Strumenti di editing delle basi mediati da CRISPR: una tecnica di editing del genoma per indurre una sostituzione di basi mirata

Per l'editing del genoma mediato da CRISPR, iniziare con la coltura HAP1-BE3, una linea cellulare aploide con un gene BE integrato che codifica per un enzima editor di basi. A questa coltura, aggiungere vettori lentivirali contenenti plasmide CRISPR-Cas9 progettati per un bersaglio specifico come il gene del cancro al seno umano, BRCA1.

La particella del lentivirus si fonde con la membrana della cellula ospite, rilasciando il plasmide, che alla fine si integra nel genoma della cellula ospite per formare i segmenti genici CRISPR-Cas9-BE. Questi geni generano un gRNA mirato a BRCA1, l'endonucleasi Cas9 e la BE-citidina deaminasi.

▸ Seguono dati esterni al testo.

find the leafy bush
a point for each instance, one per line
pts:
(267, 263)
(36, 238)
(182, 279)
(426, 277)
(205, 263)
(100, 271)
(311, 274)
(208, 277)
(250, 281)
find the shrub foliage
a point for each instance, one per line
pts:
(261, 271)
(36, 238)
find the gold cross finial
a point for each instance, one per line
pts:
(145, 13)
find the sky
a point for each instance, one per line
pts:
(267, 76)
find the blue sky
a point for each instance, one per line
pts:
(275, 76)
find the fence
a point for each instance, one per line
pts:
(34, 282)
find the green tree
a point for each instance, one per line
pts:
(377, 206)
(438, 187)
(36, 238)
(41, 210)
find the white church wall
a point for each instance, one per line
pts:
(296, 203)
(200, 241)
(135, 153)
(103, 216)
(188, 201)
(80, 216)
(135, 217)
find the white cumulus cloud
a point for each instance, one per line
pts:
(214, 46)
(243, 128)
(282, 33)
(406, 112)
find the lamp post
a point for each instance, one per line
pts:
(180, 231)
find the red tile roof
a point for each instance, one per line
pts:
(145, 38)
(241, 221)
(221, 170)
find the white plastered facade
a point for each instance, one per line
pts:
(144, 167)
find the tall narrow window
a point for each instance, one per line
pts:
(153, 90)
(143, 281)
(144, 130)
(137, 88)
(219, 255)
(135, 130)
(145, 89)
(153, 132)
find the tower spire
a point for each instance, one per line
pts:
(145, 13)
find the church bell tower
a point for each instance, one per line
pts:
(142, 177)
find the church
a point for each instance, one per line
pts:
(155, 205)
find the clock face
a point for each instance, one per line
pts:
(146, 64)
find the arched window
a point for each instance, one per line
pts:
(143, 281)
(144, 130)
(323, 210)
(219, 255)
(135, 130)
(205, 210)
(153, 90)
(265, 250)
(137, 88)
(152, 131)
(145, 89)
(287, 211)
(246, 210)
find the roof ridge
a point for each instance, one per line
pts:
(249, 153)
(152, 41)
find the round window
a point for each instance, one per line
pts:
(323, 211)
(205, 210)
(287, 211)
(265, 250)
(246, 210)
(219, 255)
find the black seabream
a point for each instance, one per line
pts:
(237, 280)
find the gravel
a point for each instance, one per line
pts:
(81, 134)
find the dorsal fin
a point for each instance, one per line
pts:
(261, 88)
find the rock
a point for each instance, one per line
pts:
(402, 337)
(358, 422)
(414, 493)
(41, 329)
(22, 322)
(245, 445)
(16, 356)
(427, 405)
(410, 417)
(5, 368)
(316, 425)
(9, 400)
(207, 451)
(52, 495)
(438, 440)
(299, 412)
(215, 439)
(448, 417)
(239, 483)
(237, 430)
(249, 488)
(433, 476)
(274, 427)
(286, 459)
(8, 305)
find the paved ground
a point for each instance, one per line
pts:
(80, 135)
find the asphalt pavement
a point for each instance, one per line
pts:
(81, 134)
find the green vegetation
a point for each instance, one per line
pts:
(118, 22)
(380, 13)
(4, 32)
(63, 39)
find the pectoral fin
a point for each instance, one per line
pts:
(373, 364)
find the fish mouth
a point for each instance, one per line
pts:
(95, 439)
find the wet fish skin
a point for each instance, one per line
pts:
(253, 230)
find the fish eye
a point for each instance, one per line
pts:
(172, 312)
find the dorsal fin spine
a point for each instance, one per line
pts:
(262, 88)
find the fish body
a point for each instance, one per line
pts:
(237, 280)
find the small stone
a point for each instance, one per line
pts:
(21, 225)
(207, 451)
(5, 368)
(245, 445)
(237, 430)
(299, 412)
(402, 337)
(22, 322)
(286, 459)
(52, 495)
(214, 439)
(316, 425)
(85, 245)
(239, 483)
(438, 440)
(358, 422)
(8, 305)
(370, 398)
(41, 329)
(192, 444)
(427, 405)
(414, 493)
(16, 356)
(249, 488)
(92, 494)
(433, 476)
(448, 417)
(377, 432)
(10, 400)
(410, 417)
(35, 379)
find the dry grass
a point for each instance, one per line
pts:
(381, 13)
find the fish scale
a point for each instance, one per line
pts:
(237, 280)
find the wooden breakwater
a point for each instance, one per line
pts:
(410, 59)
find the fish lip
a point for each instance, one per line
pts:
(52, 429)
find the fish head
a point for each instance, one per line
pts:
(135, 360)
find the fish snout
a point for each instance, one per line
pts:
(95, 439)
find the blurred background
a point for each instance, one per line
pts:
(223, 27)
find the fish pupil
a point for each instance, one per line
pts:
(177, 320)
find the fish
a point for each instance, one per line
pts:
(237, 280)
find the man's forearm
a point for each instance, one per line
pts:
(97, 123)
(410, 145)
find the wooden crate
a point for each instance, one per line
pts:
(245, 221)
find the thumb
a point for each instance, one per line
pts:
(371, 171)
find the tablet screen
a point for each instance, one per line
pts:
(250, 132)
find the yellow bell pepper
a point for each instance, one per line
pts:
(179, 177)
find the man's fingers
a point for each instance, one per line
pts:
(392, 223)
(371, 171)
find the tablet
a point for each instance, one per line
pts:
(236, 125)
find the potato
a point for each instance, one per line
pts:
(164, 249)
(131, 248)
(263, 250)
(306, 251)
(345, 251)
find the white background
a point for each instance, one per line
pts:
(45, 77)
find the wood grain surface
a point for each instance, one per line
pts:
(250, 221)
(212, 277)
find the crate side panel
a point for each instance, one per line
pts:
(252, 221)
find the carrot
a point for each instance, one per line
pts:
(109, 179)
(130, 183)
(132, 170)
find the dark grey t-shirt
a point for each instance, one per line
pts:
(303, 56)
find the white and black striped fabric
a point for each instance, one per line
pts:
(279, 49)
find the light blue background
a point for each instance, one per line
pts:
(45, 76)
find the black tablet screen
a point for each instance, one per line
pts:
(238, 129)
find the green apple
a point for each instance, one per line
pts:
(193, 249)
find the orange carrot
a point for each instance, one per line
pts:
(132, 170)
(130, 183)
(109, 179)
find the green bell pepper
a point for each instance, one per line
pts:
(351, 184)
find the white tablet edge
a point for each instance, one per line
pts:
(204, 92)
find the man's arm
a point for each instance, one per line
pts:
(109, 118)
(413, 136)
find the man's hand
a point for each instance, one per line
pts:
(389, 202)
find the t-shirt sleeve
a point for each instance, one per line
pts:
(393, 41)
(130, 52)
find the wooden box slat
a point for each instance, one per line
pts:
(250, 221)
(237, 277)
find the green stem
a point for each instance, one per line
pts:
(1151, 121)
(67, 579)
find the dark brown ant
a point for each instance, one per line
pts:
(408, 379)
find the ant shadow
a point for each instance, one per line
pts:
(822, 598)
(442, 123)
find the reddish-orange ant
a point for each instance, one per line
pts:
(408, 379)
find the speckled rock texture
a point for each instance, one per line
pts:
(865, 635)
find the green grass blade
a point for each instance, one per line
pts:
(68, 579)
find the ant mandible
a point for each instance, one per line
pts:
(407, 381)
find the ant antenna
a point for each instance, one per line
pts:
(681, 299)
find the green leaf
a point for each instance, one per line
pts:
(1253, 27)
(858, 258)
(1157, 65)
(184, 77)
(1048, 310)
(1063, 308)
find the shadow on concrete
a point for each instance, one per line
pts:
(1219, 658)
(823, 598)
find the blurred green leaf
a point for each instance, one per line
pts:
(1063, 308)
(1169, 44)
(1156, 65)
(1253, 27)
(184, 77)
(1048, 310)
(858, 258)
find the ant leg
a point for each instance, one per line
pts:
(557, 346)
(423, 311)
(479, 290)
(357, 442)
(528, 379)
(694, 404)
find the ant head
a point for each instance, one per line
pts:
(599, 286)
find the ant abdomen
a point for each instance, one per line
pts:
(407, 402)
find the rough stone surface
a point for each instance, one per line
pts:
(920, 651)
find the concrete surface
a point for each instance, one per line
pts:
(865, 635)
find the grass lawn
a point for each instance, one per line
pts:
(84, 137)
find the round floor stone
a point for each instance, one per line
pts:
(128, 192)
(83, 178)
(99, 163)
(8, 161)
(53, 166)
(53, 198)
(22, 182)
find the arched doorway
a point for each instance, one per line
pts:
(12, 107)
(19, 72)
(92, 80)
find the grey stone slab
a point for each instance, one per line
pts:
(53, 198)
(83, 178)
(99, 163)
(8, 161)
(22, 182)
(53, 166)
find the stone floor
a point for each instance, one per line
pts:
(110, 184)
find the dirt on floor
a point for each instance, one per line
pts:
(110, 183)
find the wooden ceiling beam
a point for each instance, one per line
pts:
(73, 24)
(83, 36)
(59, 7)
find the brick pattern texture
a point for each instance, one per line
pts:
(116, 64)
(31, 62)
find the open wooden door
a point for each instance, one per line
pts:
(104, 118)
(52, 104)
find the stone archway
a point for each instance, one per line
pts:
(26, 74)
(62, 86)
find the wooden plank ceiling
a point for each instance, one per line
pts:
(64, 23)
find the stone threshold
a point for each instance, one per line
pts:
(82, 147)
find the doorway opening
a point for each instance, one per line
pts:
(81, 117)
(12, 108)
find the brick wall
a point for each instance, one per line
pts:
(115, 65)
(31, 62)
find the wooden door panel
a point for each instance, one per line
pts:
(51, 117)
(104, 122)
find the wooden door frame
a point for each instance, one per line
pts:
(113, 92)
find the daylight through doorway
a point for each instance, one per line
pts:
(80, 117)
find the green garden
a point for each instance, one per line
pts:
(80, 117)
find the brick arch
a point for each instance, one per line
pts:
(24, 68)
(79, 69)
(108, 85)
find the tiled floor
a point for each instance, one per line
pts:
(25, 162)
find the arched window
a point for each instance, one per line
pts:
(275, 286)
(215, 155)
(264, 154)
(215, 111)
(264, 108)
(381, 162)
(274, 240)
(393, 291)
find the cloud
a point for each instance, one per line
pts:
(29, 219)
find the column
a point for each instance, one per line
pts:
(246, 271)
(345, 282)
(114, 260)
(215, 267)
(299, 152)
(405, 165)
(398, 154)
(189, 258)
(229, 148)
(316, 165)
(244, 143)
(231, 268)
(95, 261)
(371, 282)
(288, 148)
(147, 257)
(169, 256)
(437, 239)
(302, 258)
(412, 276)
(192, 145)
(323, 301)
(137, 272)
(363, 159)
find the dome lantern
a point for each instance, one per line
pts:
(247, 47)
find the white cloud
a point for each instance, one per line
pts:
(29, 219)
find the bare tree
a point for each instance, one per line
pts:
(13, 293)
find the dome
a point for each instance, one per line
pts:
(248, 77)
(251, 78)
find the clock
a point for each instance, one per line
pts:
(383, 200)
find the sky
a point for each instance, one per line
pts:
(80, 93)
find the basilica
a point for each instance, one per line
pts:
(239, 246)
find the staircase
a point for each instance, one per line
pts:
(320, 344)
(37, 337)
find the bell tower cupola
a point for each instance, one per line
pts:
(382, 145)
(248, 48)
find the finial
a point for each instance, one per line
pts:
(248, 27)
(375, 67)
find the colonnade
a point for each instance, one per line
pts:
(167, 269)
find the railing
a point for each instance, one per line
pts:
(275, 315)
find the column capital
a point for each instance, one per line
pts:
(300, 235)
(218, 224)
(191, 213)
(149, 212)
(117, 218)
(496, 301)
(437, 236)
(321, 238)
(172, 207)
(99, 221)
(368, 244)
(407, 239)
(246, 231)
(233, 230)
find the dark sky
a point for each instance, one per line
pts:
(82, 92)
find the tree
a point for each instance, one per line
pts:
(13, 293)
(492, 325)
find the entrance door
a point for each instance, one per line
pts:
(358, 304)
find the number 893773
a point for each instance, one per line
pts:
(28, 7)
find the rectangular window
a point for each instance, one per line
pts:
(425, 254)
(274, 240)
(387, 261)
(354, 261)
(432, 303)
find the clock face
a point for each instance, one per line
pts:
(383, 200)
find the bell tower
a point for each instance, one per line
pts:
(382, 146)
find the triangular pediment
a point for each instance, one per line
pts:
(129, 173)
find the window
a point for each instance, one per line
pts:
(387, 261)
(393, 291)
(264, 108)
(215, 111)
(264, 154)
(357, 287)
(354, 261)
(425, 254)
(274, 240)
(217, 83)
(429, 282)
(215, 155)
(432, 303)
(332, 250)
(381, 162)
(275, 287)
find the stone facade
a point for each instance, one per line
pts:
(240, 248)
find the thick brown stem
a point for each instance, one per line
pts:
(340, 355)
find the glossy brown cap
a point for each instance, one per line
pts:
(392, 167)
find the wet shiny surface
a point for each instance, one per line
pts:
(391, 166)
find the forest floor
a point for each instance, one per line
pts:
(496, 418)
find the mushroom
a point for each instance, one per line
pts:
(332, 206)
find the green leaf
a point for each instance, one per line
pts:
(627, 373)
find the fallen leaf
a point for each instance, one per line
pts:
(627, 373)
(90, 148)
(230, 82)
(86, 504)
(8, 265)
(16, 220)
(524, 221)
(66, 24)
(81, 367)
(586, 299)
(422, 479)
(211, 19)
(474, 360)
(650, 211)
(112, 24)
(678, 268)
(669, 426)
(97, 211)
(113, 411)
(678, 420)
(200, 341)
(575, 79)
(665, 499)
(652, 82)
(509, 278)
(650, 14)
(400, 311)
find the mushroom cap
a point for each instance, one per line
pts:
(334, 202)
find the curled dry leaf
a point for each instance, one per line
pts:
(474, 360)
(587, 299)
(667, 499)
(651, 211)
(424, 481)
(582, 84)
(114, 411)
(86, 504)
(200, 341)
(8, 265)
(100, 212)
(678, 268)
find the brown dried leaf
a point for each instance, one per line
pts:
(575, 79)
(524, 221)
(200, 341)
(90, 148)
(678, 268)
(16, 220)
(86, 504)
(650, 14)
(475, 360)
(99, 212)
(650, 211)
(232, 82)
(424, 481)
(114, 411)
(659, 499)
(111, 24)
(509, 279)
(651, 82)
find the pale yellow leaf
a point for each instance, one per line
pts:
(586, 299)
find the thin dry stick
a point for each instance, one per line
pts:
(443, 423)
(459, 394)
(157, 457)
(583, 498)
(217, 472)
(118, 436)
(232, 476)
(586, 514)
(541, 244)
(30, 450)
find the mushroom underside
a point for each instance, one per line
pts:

Il gRNA che ha come bersaglio BRCA1 è un RNA che si fonde con Cas9 e dirige il complesso verso il locus del gene BRCA1. Vicino a questo gene, il locus è un Protospacer Adjacent Motif, o PAM, dove BE può attraccare stabilmente e spostarsi a monte per raggiungere la sua regione catalitica attiva. Qui, il BE riconosce una base di citidina e la converte in uridina.

Questa mutazione di sostituzione di basi innesca la nucleasi Cas9 per tagliare il filamento di DNA non modificato. La rottura del filamento di DNA attiva gli enzimi di riparazione che riempiono la base mancante e convertono l'uracile, una base non DNA, in timina. Nel complesso, questi processi generano una variante genetica.

Ora, incubare le cellule in condizioni fisiologiche e in subcoltura per moltiplicare la variante genetica. Estrai il DNA genomico e sequenzialo per analizzare l'efficienza dell'editing di base mediato da CRISPR.

Seminare 5 x 10⁵ cellule HAP1-BE3 per pozzetto in piastre da 24 pozzetti un giorno prima della trasfezione e coltivarle per raggiungere una confluenza dal 70% all'80% per la trasfezione. Trasfettare gli RNA guida mirati a BRCA1 utilizzando i reagenti di trasfezione acquistati, secondo il protocollo del produttore. Utilizzare 1 microgrammo di RNA guida di targeting BRCA1 per indurre la conversione da CG a TA nei siti target di BRCA1. Quindi, incubare le cellule a 37 gradi Celsius e sottocolture ogni 3 o 4 giorni. Raccogliere i pellet cellulari 3, 10 e 24 giorni dopo la trasfezione per analizzare l'efficienza dell'editing delle basi. Estrai il DNA genomico utilizzando il kit di purificazione del DNA genomico.